Eye-catching creative elements are something NBA watchers take for granted. For the WNBA's long-patient fans, it's like Dorothy experiencing the technicolor world of Oz for the first time.
These are all hallmarks of an enterprise that the rest of the basketball business ecosystem evidently believes is worth investing in.
What else has the WNBA been up to in the lead-up to the 2021 season?
Oh, right; the league - specifically, members of the 2020 Dream - seemingly played a nontrivial role in flipping the U.S. Senate blue, thus shaping the immediate future of American politics.
Democrat Rev. Raphael Warnock had long odds to win a long-red seat in Georgia before Atlanta's players rallied to his cause, positioning themselves in stark opposition to his incumbent opponent: Dream co-owner Kelly Loeffler.
Warnock fared well enough in November's first round to force a special election runoff in January, where he ultimately won with just over 51% of the vote.
Within weeks of her defeat - and after steadfastly rejecting calls from WNBA fans to divest from the league - Loeffler and co-owner Mary Brock sold their stakes to an ownership group featuring Renee Montgomery, the recently retired Dream player who sat out the 2020 season to focus on social justice initiatives.
But no one experienced the 2020 campaign quite like Sparks forward Chiney Ogwumike.
Though she opted out of playing - given her previous injuries, there simply wasn't enough time to work with doctors to get her body right in time, Ogwumike told theScore during the preseason - the 29-year-old ended up being omnipresent in the "Wubble."
As executive producer of "ESPN Films Presents: 144," an intimate behind-the-scenes documentary that debuted Thursday, Ogwumike was in constant contact with her three-person crew in Bradenton, Florida - all while continuing to work as a full-time analyst for ESPN.
Though social justice advocacy wasn't behind her decision to sit out, it quickly became clear to Ogwumike that her platform would allow her to amplify the WNBA players' messages to the rest of the sporting world.

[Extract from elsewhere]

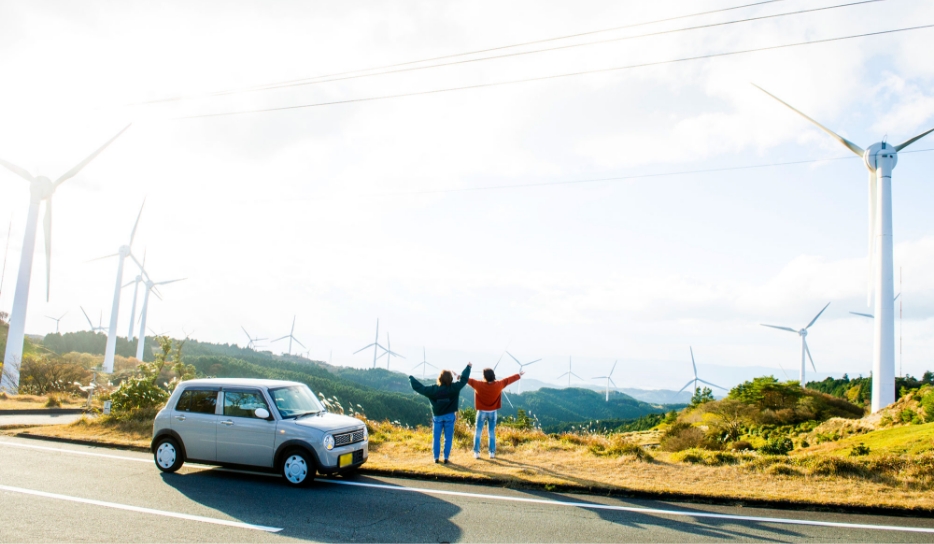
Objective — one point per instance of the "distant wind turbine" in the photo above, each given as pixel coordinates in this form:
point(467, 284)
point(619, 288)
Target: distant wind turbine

"We had so much amazing work being done in the bubble, and I was uniquely positioned as someone with a microphone to explain why that matters," she said. "Not just for the WNBA, but for the NBA.
"So think about it: I'm on "SportsCenter," "The Jump," "First Take" after Jacob Blake (was shot by police in August), after the postponement of games, explaining why these athletes are doing what they're doing."
Despite relatively little financial security, WNBA players have long been the vanguard in regards to protest and demonstration. Months before the act of kneeling during the U.S. anthem thrust then-NFL quarterback Colin Kaepernick to the forefront of athlete-led protests in 2016, members of the Lynx wore "Black Lives Matter" T-shirts before a game.
So even while one of their team's owners was actively campaigning for office in opposition to that social justice movement, it was of little surprise when the league itself signed off on featuring the words "Black Lives Matter" on its courts last summer.
Nor was it a shock when the league welcomed Aces forward Angel McCoughtry's suggestion to feature "Breonna Taylor" - the Louisville woman slain by police during the execution of a no-knock search warrant - in big letters on the back of every WNBA jersey.
For her part, Ogwumike doesn't think WNBA players will be less willing to engage in advocacy as the league's economics continue to improve. There's simply too much at stake for the players of a predominantly Black league to shut up and dribble right as virtually everything appears to be gathering positive momentum.
"We're leveraging our power in a way that is positive. People may not be comfortable because it's about change," Ogwumike said. "But the change is constructive. And the change is necessary. There's too much at stake because our success is the exception, not the norm."